Berita tabung gas 3kilo meledak entah darimana, takutnya se-Indonesia. Begitulah kita. Sifat ketakutan inilah yang kadang dimanfaatkan oleh segelintir dengan menciptakan dan menggiring kepada suatu opini. 


Bukankah ketakutan suatu yang semestinya, untuk melindungi diri? Memang ketakutan harus ada, tetapi tidak seharusnya rasa itu menguasai kita, apalagi sampai melakukan kegilaan dan  merugikan orang lain.


Setiap kali (kilat itu) menyinari mereka, mereka berjalan di bawah (sinar) itu, dan apabila gelap menerpa mereka, mereka berhenti. 


Pada dasarnya, segala sesuatu itu kehendak Allah. Berhasil tidaknya pada suatu usaha, itu atas kehendak Allah. Kita hanya berusaha, Allah yang menentukan. 

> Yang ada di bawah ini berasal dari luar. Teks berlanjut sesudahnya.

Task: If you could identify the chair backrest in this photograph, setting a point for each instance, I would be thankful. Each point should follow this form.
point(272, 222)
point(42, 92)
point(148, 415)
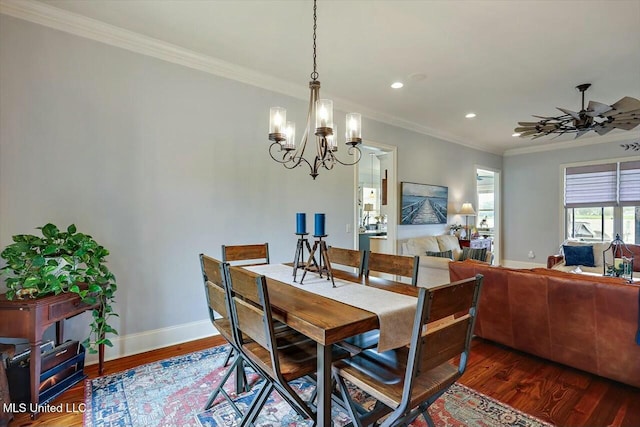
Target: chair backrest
point(399, 265)
point(246, 254)
point(214, 284)
point(251, 310)
point(347, 257)
point(457, 303)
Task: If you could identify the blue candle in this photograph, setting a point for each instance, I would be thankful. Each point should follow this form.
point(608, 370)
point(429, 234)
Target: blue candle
point(319, 225)
point(301, 223)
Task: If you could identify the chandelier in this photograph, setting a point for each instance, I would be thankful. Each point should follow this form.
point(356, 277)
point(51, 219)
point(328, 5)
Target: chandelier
point(284, 150)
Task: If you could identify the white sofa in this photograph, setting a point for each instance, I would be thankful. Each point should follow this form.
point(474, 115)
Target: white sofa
point(433, 271)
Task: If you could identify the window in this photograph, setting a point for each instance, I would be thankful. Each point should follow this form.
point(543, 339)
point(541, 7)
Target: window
point(603, 200)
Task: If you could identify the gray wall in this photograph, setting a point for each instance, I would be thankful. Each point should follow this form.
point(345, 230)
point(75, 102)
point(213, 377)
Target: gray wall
point(160, 163)
point(533, 197)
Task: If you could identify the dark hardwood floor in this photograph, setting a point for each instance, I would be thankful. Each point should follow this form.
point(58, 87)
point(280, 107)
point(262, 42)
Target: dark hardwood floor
point(552, 392)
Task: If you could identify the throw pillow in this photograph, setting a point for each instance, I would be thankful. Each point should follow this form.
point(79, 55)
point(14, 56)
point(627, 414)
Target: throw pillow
point(442, 254)
point(479, 254)
point(578, 255)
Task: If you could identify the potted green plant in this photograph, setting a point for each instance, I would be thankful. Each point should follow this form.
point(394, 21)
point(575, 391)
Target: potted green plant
point(63, 261)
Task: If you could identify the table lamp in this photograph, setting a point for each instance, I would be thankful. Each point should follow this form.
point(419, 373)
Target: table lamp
point(467, 211)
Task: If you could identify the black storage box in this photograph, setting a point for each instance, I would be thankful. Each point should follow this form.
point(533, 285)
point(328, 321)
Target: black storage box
point(61, 368)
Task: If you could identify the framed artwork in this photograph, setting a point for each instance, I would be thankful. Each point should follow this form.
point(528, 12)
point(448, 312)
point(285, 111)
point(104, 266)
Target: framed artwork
point(423, 204)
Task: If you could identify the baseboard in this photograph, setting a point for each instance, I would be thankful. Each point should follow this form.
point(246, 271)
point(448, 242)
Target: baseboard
point(521, 264)
point(129, 345)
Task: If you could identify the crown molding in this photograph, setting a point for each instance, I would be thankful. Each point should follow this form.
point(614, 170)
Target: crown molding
point(626, 136)
point(82, 26)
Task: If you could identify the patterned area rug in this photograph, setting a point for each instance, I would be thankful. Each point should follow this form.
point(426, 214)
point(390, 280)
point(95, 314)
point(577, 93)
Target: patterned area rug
point(173, 392)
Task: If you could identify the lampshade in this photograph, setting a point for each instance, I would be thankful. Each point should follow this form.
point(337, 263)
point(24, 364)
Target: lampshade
point(467, 209)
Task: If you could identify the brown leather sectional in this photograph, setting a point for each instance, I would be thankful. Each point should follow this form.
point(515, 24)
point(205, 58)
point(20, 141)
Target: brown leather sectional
point(585, 321)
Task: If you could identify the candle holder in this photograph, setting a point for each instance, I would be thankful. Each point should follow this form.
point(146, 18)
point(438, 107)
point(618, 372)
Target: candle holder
point(324, 266)
point(299, 258)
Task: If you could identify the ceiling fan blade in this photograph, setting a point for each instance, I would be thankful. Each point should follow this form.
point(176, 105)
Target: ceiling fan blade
point(528, 133)
point(544, 117)
point(627, 104)
point(582, 132)
point(625, 115)
point(601, 130)
point(569, 112)
point(623, 125)
point(528, 123)
point(597, 108)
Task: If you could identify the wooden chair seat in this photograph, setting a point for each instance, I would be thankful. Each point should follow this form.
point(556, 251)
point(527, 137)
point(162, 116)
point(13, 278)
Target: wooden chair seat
point(296, 360)
point(382, 376)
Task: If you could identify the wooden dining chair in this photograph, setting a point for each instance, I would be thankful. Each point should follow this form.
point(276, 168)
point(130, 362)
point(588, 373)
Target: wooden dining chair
point(407, 380)
point(246, 254)
point(280, 358)
point(215, 284)
point(347, 257)
point(398, 265)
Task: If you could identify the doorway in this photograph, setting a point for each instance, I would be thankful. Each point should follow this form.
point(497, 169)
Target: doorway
point(375, 212)
point(488, 215)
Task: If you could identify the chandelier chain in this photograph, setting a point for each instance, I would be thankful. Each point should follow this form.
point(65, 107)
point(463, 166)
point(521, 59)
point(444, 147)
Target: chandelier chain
point(314, 75)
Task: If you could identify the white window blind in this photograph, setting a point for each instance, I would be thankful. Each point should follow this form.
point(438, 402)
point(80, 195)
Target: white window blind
point(593, 185)
point(630, 183)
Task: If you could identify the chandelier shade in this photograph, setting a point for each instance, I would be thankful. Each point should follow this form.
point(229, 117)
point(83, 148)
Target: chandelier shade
point(284, 150)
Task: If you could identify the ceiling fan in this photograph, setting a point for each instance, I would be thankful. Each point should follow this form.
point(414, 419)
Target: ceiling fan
point(599, 117)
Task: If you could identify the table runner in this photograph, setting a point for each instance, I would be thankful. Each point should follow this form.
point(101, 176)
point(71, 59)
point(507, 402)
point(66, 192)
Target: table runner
point(395, 312)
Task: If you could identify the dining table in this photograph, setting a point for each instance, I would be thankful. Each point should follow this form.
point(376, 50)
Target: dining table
point(327, 321)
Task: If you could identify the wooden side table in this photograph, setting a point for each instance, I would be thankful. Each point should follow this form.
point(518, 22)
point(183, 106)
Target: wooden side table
point(29, 318)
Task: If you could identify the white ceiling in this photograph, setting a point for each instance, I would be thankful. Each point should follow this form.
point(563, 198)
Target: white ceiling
point(504, 60)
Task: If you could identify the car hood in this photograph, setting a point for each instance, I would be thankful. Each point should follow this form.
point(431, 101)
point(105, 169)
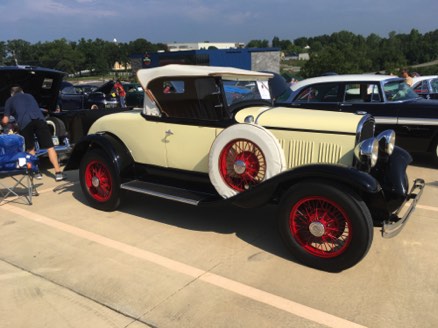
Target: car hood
point(43, 83)
point(301, 119)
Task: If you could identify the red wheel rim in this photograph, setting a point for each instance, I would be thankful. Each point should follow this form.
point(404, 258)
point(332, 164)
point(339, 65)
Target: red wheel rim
point(242, 164)
point(98, 181)
point(320, 226)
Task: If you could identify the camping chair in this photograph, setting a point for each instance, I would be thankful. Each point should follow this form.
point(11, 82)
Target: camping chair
point(16, 170)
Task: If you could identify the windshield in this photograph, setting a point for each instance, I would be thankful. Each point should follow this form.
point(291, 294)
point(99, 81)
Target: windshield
point(240, 91)
point(398, 90)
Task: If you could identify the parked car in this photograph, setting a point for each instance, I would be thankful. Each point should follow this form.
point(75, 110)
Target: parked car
point(389, 99)
point(43, 84)
point(134, 94)
point(426, 86)
point(330, 177)
point(73, 96)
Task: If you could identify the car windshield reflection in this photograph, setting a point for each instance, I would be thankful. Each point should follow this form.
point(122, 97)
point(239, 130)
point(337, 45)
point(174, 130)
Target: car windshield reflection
point(399, 90)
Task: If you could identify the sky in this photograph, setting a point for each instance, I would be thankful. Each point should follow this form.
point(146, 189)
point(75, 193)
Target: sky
point(169, 21)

Bagi kita muslim atau orang yang begitu mudah mengingat Allah, mereka akan mengelola pikiran juga perasaan.


Jika kena musibah atau gagal, akan sadar bahwa ini atas kehendak Allah. Kesadaran ini, akan ciptakan hati lebih lapang, ikhlas, lalu lagi dan lagi berharap serta berusaha.


Beda dengan orang yang tidak kenal Allah, ketika gagal mereka syok, depresi dan putus asa. Beruntung, jika situasi ini ada keluarga atau teman terdekat. Jika tidak?